3. Atendimento proativo

Em constante evolução, o atendimento ao cliente de uma empresa, online ou presencial, precisa ser 100% eficiente. O atendente deve ser capaz de responder a qualquer problema ou dúvida, lidando com as solicitações o mais rápido possível. O foco é a experiência do consumidor, o que inclui a adoção de um atendimento personalizado e humanizado. Ainda que a inteligência artificial seja essencial para o atendimento online, por exemplo, o lado humano sente empatia e é capaz de entender situações mais complexas. Realizar um bom atendimento proativo exige aprendizado e disposição, mas traz excelentes resultados por ser fundamental ao oferecer uma experiência mais completa ao consumidor, antecipando suas necessidades. Dar dicas, tirar dúvidas que surgirem, oferecer brindes e vantagens ou apenas recolher sugestões podem fazer com que o cliente se sinta ouvido de forma especial.

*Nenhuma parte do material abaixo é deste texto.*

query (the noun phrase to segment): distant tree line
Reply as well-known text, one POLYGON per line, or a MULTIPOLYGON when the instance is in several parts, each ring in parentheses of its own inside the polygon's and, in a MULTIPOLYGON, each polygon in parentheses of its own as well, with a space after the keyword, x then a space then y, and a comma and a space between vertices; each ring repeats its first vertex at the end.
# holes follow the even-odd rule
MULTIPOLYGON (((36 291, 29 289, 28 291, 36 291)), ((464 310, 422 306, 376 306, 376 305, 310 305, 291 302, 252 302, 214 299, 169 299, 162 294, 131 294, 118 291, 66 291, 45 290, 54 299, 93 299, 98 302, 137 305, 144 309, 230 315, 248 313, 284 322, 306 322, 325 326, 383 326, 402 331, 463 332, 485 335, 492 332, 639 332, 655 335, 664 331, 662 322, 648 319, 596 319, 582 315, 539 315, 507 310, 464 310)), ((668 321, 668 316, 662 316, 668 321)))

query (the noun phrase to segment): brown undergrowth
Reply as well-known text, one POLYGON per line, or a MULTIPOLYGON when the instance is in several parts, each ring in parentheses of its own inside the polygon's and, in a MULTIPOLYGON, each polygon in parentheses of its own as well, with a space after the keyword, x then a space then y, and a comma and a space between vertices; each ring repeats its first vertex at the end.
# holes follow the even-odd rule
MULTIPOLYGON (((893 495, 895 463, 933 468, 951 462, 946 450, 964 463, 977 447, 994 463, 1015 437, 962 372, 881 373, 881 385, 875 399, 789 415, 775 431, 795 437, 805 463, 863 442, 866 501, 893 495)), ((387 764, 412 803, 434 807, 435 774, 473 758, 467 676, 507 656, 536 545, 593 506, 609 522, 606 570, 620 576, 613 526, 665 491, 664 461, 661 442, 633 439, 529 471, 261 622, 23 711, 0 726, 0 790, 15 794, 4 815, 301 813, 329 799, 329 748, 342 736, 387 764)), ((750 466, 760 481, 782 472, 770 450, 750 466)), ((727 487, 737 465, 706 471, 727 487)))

4. Cultura do cancelamento

O engajamento possibilitado pelas redes sociais criou a cultura do cancelamento, consistindo em um grande número de usuários se juntando contra um anônimo, celebridade ou organização, quando estes tomam atitudes consideradas ofensivas ou que não condizem com os ideais esperados. Para o meio corporativo, o cancelamento de uma marca pode acarretar grandes prejuízos, que vão desde a perda de confiança de seus clientes, diminuindo a reputação, até a perda de faturamento. Hoje, os consumidores possuem uma voz muito mais ativa, se indignando quando não se sentem respeitados pelas marcas ou quando não encontram uma afinidade para com elas. Com fortes expectativas acerca dos produtos e serviços contratados, a tendência é que esses consumidores fiscalizem cada vez mais o comportamento dos gestores e das empresas no meio público, e também pessoal. Caso seja cancelada, a expectativa é que a marca “aprenda com os seus erros” e transforme a experiência em uma mudança de pensamento e atitude.

5. Experiência de afeto

Diversas empresas estão procurando cuidar das pessoas e, em alguns aspectos da sociedade, durante esse período de crise sanitária. Utilizando suas redes digitais para auxiliar e informar os consumidores sobre temas voltados para a saúde e bem-estar, ou realizando ações sociais e ambientais, essas marcas conseguiram se aproximar muito mais de seus clientes, já que eles se sentem acolhidos e representados. Em outros casos, pequenas atitudes, como usar formas lúdicas para se comunicar com os consumidores, por exemplo, enviar mensagens informais utilizando emojis ou criar produtos personalizados, fazem mais sucesso e ajudam a consolidar a conexão entre marca e consumidor.

“Tendência tem a ver com mentalidade, com comportamento. Os consumidores atuais passaram por um período de grande transformação e já não aceitam qualquer tipo de empresa. Existe uma infinidade delas disponíveis no mercado, logo, eles querem se relacionar com aquela que possui uma visão parecida, valores que os representem. Querem se tornar clientes de uma empresa transparente. Por isso, as marcas que não se reinventarem e não corresponderem às expectativas dessa nova geração vão acabar no esquecimento. O cenário para 2021 será desafiador, mas não impossível.”, afirma Albert Deweik, CEO da NeoAssist.